AstroCLIP uses a Vision Transformer (ViT) to encode galaxy images. Pretraining is performed using the DINOv2 package, which combines self-distillation, masked-modeling, and contrastive objectives. Overall, we use largely the same training regime, however we modify some of the contrastive augmentations to suit an astrophysics context. Model training can be launched with the following command:

image_trainer -c astroclip/astrodino/config.yaml

We train the model using 20 A100 GPUs (on 5 nodes) for 250k steps which takes roughly 46 hours.

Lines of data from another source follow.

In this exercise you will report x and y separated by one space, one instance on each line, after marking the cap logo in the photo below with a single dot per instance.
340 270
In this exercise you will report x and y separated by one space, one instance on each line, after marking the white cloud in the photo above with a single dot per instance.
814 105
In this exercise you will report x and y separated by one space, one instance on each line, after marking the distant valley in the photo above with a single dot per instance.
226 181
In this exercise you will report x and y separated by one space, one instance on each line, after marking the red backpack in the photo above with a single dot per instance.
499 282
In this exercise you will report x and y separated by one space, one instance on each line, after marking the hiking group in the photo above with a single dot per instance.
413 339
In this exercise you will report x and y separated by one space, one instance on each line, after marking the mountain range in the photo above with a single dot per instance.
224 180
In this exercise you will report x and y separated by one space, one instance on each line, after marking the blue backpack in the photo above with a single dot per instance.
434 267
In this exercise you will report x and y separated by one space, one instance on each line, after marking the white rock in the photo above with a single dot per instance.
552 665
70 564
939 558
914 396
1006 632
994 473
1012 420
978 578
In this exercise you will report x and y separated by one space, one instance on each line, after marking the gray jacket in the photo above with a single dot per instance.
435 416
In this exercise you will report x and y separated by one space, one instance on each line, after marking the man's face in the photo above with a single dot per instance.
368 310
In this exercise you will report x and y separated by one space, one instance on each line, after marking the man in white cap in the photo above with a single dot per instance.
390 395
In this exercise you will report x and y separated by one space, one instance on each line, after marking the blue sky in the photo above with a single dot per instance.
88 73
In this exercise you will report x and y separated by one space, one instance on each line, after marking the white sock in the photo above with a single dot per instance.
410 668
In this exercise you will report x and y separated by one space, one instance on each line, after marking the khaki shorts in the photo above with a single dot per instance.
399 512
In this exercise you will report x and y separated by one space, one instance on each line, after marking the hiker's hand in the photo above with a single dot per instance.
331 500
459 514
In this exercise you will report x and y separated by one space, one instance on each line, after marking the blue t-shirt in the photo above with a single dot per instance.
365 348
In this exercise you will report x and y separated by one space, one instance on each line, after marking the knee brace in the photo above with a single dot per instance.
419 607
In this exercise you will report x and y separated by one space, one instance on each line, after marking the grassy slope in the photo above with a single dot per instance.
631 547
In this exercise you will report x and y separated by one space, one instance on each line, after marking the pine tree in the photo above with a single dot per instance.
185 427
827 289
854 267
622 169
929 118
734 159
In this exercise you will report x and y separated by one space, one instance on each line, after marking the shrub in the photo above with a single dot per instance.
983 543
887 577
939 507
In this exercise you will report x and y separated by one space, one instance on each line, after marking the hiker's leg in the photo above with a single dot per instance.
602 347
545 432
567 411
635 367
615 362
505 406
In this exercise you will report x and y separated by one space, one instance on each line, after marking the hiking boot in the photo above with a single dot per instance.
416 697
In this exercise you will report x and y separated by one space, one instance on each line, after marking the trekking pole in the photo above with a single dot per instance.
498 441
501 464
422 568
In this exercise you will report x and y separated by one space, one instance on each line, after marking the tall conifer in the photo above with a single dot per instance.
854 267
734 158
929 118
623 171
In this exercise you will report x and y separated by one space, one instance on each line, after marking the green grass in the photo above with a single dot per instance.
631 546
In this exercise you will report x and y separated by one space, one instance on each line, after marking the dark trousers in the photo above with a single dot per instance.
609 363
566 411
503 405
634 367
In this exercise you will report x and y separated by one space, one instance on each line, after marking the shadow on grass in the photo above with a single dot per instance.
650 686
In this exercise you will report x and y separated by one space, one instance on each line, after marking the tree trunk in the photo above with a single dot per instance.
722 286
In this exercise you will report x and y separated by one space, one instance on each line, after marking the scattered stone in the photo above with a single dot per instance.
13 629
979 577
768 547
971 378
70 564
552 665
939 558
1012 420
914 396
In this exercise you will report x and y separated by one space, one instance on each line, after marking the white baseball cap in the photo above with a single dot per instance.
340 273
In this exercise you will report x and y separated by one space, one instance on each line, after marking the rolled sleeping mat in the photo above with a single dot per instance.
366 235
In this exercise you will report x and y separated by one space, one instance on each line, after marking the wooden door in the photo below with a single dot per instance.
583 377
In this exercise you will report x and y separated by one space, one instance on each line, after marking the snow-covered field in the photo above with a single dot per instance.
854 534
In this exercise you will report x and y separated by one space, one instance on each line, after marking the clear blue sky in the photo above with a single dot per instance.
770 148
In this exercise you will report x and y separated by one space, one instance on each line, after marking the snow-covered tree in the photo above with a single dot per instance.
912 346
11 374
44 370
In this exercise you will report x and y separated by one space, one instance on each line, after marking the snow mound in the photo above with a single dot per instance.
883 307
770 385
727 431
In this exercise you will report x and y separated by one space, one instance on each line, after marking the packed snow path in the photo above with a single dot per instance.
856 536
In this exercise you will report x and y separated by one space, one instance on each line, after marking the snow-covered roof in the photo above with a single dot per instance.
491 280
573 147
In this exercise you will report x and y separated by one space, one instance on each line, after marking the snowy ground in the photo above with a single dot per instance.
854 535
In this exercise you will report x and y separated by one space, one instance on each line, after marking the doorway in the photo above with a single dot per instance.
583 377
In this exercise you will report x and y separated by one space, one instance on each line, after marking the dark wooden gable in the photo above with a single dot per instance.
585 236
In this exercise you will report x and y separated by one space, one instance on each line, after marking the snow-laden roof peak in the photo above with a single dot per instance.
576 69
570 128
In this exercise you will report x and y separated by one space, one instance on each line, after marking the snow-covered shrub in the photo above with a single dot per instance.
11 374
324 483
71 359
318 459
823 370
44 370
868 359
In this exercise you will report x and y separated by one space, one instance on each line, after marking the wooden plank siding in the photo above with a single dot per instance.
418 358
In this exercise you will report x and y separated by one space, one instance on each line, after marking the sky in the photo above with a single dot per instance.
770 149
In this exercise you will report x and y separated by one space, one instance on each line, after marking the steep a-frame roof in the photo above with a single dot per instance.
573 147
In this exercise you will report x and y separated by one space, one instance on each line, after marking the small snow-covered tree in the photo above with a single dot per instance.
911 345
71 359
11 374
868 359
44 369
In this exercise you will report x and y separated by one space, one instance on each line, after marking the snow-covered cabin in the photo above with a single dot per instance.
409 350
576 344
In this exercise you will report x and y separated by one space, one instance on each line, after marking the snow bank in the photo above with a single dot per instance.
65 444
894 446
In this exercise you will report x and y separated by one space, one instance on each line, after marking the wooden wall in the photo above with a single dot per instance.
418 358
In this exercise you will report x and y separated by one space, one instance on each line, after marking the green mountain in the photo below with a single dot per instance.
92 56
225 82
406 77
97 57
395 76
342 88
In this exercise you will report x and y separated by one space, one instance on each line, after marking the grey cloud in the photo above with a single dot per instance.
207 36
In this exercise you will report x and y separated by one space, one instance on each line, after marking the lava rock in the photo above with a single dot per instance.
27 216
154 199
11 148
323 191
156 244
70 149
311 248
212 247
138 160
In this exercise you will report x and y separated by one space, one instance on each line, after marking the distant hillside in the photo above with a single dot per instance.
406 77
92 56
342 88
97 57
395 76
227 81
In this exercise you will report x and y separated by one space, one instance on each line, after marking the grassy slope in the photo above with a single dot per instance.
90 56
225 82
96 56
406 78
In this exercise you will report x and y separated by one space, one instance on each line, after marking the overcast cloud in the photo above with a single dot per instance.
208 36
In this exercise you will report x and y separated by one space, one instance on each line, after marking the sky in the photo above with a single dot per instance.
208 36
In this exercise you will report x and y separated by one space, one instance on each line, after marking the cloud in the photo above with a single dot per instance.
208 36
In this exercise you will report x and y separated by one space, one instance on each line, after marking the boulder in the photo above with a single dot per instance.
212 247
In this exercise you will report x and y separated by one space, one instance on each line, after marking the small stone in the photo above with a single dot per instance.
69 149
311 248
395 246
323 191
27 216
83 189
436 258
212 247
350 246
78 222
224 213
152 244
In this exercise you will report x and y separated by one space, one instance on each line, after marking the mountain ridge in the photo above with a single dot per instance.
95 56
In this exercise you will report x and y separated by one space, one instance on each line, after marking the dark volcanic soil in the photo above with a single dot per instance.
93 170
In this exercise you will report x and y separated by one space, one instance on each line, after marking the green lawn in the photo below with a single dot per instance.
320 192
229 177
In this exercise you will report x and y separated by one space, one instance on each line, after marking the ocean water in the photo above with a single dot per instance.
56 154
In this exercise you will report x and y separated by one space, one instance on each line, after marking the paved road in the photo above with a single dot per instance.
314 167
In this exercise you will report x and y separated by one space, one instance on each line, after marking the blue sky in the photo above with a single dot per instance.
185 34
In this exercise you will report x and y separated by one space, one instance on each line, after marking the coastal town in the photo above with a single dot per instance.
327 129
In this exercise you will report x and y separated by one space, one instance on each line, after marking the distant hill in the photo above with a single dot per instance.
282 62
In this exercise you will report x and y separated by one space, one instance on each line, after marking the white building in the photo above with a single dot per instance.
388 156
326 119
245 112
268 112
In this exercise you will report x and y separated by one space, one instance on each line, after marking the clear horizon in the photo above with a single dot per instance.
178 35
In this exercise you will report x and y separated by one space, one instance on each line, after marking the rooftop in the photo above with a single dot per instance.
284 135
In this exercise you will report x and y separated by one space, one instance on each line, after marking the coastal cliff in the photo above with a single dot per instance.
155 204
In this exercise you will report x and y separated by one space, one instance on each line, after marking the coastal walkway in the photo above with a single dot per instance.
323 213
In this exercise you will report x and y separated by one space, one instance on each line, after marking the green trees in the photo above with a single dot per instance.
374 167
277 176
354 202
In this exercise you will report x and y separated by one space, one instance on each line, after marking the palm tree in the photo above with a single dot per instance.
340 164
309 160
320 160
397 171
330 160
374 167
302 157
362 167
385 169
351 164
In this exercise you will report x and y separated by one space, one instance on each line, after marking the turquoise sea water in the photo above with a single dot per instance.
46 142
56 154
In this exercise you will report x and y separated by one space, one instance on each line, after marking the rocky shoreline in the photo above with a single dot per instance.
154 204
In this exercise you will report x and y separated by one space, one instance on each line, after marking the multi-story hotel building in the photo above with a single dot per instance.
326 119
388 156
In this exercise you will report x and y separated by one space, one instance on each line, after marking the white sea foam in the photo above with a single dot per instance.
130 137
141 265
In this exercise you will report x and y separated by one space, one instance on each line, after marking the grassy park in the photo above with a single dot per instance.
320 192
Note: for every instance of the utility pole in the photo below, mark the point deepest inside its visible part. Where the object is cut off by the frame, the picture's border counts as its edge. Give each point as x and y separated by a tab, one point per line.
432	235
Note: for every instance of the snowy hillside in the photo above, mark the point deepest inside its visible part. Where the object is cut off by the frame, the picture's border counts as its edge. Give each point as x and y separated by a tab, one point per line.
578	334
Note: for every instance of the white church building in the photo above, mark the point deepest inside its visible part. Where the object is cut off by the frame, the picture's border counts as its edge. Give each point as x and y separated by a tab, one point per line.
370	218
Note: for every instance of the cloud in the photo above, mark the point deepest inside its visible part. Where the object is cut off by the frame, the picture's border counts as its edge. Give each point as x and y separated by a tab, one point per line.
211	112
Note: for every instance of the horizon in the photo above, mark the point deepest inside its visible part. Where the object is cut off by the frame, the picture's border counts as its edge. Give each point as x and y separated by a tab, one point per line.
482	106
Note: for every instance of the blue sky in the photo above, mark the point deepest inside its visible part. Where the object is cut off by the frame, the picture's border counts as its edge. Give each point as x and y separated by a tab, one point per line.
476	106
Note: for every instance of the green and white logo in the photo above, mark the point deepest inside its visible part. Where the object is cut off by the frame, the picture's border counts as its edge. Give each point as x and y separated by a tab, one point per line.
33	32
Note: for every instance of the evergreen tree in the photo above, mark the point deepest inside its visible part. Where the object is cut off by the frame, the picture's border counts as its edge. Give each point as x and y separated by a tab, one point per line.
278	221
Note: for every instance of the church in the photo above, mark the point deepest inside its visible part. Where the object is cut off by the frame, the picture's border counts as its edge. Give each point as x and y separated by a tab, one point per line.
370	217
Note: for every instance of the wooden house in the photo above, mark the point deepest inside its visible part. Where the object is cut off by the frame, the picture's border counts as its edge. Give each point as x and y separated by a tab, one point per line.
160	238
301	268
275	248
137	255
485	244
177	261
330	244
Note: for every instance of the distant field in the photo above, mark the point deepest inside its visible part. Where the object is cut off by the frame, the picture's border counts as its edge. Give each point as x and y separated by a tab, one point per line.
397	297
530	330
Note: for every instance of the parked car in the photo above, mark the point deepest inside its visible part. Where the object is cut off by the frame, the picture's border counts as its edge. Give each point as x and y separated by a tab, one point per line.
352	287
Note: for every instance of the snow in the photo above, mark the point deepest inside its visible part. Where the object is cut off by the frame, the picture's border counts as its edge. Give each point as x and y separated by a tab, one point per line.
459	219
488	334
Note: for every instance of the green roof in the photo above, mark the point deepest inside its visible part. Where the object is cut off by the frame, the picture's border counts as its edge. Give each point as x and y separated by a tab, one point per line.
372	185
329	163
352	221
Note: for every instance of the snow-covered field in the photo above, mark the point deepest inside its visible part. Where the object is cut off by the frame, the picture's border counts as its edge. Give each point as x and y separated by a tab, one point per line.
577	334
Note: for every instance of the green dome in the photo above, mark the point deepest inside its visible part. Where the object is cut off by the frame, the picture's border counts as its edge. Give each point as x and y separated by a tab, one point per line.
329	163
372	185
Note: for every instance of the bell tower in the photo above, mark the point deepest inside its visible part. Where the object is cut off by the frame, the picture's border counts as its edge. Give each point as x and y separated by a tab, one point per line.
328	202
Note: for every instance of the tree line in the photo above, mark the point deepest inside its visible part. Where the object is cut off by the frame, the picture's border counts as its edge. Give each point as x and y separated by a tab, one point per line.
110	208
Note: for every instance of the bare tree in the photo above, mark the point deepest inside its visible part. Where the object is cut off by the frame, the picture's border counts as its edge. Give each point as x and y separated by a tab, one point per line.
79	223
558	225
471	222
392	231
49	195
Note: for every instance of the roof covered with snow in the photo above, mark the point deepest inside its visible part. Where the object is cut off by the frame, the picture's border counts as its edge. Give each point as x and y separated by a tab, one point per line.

Spectrum Pretraining - Masked Modelling Transformer:

AstroCLIP uses a 1D Transformer to encode galaxy spectra. Pretraining is performed using a masked-modeling objective, whereby the 1D spectrum is split into contiguous, overlapping patches. Model training can be launched with the following command:

spectrum_trainer fit -c config/specformer.yaml

We train the model using 4 A100 GPUs (on 1 node) for 30k steps which takes roughly 12 hours.

CLIP Alignment:

Once pretrained, we align the image and spectrum encoder using cross-attention projection heads to maximize the similarity between cross-modal embeddings that correspond to the same galaxy while simultaneously minimizing the similarity between cross-modal embeddings that correspond to different galaxies. Model training can be launched with the following command:

spectrum_trainer fit -c config/astroclip.yaml

We train the model using 4 A100 GPUs (on 1 node) for 25k steps or until the validation loss does not increase for a fixed number of steps. This takes roughly 12 hours.

Downstream Tasks

We demonstrate that the AstroCLIP can be used to easily perform a variety of downstream tasks. In particular, we demonstrate their ability to do:

In-modal and cross-modal similarity search
Photometric redshift prediction
Physical property estimation from images
Physical property estimation from spectra
Morphology classification from images

The details of these downstream tasks and the results in our paper can be found in astroclip/downstream_tasks.

Acknowledgements

This reposity uses datasets and contrastive augmentations from Stein, et al. (2022). The image pretraining is built on top of the DINOv2 framework; we also thank Piotr Bojanowski for valuable conversations around image pretraining.